With insomnia, you may try different options like relaxing before bedtime or listening to music so you can drift off to sleep.

Yet, you may not fall asleep.

You may have also tried a melatonin supplement. Melatonin supplements help promote sleep. If you are on a birth control pill, you may wonder if melatonin could reduce the efficacy of birth control.

There is not enough research to show the interaction between birth control and melatonin.

Melatonin is a natural hormone made by your body to promote sleep.

Taking its synthetic form can boost your natural melatonin level and may help you get some better shut-eye at night.

This article will explain in detail what melatonin is, if it can make your birth control ineffective and if it is safe to take with birth control.

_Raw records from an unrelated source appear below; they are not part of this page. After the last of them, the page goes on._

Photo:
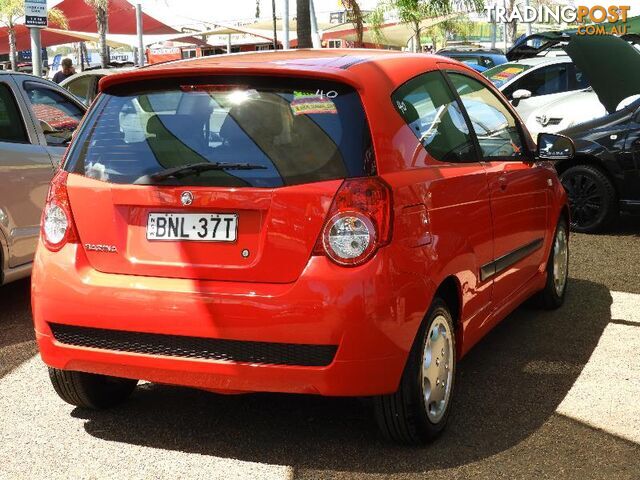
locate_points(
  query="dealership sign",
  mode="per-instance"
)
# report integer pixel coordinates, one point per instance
(35, 13)
(590, 20)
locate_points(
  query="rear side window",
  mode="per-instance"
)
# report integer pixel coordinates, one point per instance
(543, 81)
(80, 87)
(297, 132)
(504, 73)
(429, 108)
(11, 126)
(57, 115)
(496, 128)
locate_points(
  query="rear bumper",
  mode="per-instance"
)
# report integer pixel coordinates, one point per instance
(369, 317)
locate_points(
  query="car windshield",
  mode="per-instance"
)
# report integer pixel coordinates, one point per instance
(502, 74)
(298, 132)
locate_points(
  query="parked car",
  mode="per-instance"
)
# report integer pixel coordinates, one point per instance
(565, 112)
(37, 119)
(84, 85)
(258, 231)
(531, 84)
(480, 59)
(604, 177)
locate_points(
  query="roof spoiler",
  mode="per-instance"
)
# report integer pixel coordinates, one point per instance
(532, 45)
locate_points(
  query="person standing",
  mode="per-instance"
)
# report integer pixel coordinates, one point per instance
(66, 72)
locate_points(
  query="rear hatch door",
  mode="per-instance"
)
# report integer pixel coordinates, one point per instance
(274, 154)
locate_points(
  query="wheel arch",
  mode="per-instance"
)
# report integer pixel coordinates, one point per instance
(450, 292)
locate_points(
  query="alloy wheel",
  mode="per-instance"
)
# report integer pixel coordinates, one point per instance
(437, 369)
(586, 199)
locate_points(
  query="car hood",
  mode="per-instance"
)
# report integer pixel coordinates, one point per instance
(584, 103)
(611, 65)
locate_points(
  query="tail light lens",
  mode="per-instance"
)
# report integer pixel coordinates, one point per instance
(58, 228)
(359, 222)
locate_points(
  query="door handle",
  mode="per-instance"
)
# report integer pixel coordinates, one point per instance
(503, 182)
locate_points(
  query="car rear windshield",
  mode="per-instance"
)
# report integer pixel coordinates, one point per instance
(503, 73)
(281, 131)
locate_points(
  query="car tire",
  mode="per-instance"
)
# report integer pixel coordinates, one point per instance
(555, 289)
(88, 390)
(592, 198)
(413, 415)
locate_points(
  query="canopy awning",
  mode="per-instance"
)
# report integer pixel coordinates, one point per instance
(394, 34)
(82, 23)
(122, 18)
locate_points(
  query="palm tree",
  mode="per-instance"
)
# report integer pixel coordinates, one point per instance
(275, 29)
(101, 9)
(303, 21)
(413, 12)
(11, 11)
(354, 15)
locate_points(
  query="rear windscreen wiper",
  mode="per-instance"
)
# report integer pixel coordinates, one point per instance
(184, 170)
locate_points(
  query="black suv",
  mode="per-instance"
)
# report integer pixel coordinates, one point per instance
(604, 176)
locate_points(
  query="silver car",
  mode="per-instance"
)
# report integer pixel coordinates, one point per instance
(37, 119)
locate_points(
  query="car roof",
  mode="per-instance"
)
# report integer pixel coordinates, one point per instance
(463, 51)
(353, 66)
(535, 61)
(23, 74)
(95, 72)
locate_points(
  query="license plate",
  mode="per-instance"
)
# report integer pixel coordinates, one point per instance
(203, 227)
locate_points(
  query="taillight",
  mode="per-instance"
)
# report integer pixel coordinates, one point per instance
(359, 222)
(57, 222)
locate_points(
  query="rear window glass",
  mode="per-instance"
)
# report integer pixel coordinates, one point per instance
(504, 73)
(284, 132)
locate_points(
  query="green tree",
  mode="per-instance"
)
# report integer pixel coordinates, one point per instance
(101, 9)
(11, 11)
(413, 12)
(303, 24)
(354, 15)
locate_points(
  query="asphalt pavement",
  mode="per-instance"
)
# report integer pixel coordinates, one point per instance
(545, 395)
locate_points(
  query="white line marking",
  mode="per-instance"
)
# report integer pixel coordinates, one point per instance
(607, 392)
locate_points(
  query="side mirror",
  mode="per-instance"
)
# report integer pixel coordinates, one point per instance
(518, 95)
(555, 147)
(46, 128)
(626, 102)
(521, 94)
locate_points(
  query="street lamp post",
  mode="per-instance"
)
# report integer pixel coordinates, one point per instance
(140, 31)
(35, 17)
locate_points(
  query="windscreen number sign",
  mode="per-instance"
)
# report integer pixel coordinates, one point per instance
(35, 13)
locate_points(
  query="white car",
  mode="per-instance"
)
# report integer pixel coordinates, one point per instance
(531, 84)
(565, 112)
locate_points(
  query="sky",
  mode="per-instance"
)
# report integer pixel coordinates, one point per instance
(193, 13)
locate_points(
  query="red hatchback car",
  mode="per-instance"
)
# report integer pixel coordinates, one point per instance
(334, 222)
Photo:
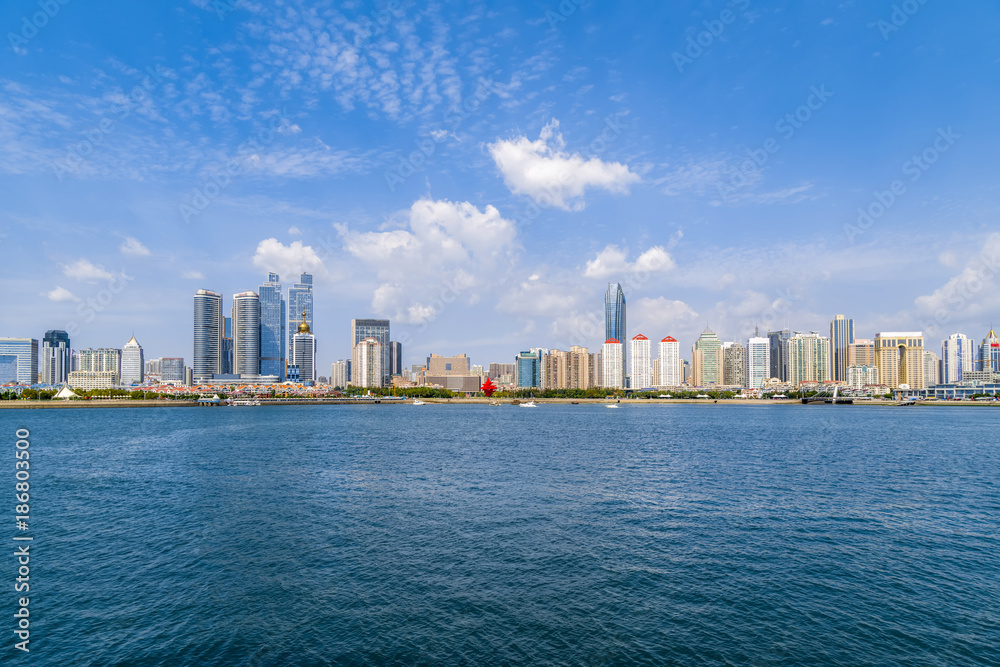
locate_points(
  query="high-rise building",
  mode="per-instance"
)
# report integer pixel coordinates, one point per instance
(246, 334)
(613, 360)
(56, 358)
(932, 367)
(300, 297)
(379, 330)
(272, 328)
(132, 362)
(669, 362)
(734, 365)
(304, 352)
(19, 360)
(614, 324)
(528, 370)
(957, 356)
(366, 363)
(841, 338)
(642, 364)
(208, 323)
(989, 355)
(899, 356)
(808, 358)
(758, 361)
(706, 359)
(779, 353)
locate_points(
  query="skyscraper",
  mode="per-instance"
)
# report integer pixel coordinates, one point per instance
(379, 330)
(669, 361)
(132, 362)
(246, 334)
(272, 328)
(207, 358)
(758, 361)
(300, 298)
(614, 322)
(841, 338)
(56, 358)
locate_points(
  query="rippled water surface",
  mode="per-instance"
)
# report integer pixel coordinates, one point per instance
(567, 534)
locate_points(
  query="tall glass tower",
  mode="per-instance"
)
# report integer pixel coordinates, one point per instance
(299, 299)
(272, 328)
(614, 322)
(207, 358)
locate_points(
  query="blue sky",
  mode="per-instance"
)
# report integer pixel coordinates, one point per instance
(477, 172)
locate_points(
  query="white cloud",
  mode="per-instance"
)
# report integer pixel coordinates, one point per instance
(295, 258)
(613, 261)
(61, 294)
(132, 246)
(86, 271)
(542, 170)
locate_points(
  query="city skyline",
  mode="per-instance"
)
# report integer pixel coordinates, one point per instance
(478, 207)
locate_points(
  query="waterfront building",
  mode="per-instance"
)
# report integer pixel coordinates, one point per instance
(899, 356)
(132, 363)
(304, 352)
(300, 297)
(613, 360)
(706, 359)
(379, 330)
(208, 323)
(615, 324)
(527, 370)
(957, 356)
(19, 360)
(779, 353)
(56, 358)
(808, 358)
(858, 377)
(734, 365)
(366, 363)
(272, 328)
(841, 338)
(758, 361)
(640, 353)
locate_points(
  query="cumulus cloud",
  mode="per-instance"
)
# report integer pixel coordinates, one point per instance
(613, 261)
(85, 271)
(61, 294)
(274, 256)
(132, 246)
(552, 177)
(449, 245)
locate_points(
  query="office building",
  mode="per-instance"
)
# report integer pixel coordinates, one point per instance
(379, 330)
(669, 363)
(641, 353)
(957, 356)
(841, 338)
(272, 328)
(56, 358)
(899, 356)
(208, 323)
(19, 360)
(132, 364)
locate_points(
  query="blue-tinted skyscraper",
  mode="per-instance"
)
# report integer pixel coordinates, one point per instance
(299, 299)
(272, 328)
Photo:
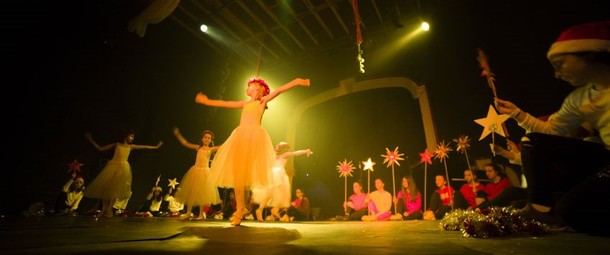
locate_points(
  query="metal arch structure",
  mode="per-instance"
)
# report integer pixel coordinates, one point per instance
(350, 86)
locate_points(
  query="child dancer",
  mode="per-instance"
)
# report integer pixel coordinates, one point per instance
(194, 188)
(72, 193)
(247, 156)
(114, 181)
(277, 194)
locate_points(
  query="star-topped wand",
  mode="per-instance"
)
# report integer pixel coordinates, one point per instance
(442, 153)
(492, 124)
(462, 146)
(172, 183)
(426, 159)
(368, 167)
(391, 158)
(345, 169)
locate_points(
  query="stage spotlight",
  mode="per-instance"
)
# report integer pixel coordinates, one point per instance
(203, 28)
(424, 26)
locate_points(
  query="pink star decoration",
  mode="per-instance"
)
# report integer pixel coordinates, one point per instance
(345, 168)
(392, 157)
(442, 151)
(463, 143)
(426, 157)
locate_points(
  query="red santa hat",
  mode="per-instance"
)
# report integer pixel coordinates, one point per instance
(589, 37)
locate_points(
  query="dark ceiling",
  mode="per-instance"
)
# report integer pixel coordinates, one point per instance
(285, 29)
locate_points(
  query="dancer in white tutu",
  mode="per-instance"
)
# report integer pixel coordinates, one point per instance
(246, 157)
(277, 193)
(195, 190)
(114, 181)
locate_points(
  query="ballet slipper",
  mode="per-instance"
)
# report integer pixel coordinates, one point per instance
(236, 220)
(259, 215)
(186, 216)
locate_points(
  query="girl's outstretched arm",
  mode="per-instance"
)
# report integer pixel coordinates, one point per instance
(183, 141)
(286, 87)
(307, 152)
(137, 146)
(97, 146)
(204, 100)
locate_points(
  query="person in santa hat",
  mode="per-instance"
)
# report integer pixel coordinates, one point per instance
(569, 179)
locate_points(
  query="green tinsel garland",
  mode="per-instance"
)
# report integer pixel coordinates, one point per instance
(492, 222)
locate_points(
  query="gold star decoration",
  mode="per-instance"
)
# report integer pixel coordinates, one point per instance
(392, 157)
(74, 167)
(492, 123)
(426, 157)
(368, 165)
(463, 143)
(442, 151)
(172, 183)
(345, 168)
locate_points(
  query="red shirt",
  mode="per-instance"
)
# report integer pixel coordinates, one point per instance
(470, 195)
(446, 194)
(494, 189)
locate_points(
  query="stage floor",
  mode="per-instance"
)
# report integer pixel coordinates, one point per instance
(86, 235)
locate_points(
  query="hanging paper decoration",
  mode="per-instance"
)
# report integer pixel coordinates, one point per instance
(74, 167)
(462, 146)
(358, 35)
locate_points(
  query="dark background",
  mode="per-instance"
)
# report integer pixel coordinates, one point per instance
(73, 68)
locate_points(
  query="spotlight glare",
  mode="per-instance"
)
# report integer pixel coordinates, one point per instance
(424, 26)
(203, 28)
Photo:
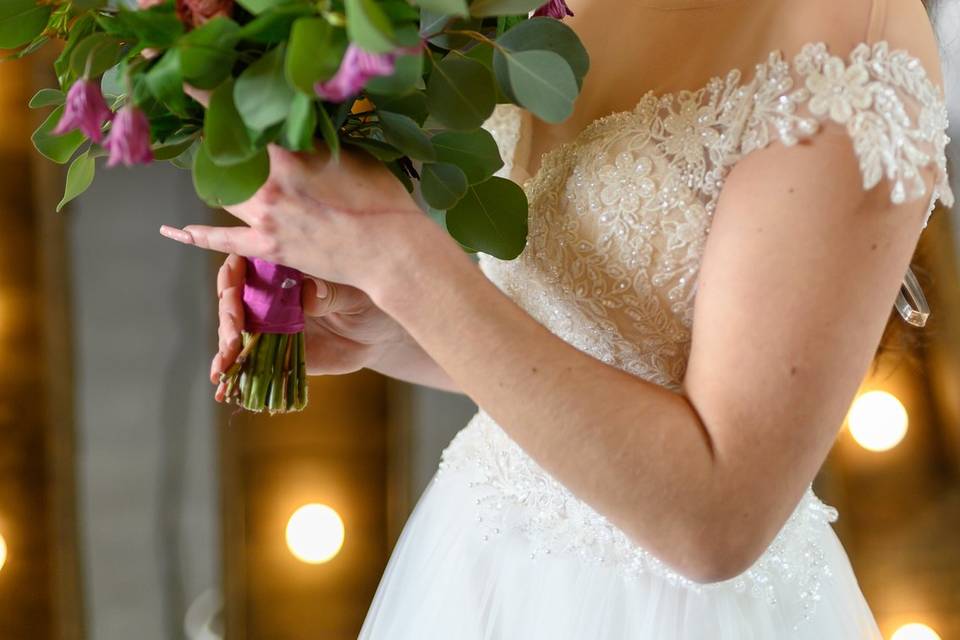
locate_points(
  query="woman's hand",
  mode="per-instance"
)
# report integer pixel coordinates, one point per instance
(345, 332)
(345, 221)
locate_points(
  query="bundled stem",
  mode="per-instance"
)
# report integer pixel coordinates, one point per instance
(270, 374)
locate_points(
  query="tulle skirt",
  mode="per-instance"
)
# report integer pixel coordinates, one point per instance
(448, 579)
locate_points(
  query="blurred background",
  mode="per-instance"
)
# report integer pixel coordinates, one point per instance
(132, 505)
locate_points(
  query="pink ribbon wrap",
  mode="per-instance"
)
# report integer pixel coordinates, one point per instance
(271, 298)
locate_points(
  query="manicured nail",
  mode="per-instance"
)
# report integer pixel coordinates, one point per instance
(176, 234)
(322, 289)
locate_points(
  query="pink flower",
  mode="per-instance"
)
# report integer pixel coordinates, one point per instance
(358, 68)
(129, 139)
(85, 110)
(554, 9)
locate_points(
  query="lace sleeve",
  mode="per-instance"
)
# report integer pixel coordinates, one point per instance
(895, 115)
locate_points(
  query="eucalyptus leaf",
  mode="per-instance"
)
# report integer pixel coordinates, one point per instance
(314, 53)
(474, 152)
(492, 218)
(543, 83)
(442, 185)
(261, 93)
(207, 53)
(21, 21)
(79, 178)
(94, 54)
(301, 123)
(227, 141)
(166, 84)
(504, 7)
(461, 93)
(406, 135)
(47, 98)
(368, 26)
(446, 7)
(56, 148)
(329, 132)
(224, 186)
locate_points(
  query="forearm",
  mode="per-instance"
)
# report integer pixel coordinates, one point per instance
(637, 452)
(408, 362)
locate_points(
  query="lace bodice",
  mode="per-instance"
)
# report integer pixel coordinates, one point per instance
(618, 222)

The article will also cover what supplements interact with birth control as well as when a person on both birth control and melatonin medications should see a doctor.  

What is Melatonin?

Melatonin is a hormone produced by a small gland called the pineal gland located in the brain. It is released in response to the world getting darker after sundown.

The purpose of melatonin is to help you regulate your circadian rhythm (your 24-hour internal clock) and establish regular sleep patterns. 

According to a U.S. Food and Drug Administration (FDA) study, melatonin levels start to increase around 10 pm and decrease around 6 am, with your peak times being between 12 a.m and 4 am.

The most common use of a melatonin supplement is for treating insomnia and helping with jet lag.

The National Institute of Health (NIH) says melatonin supplements are most likely going to help with trouble falling asleep at bedtime.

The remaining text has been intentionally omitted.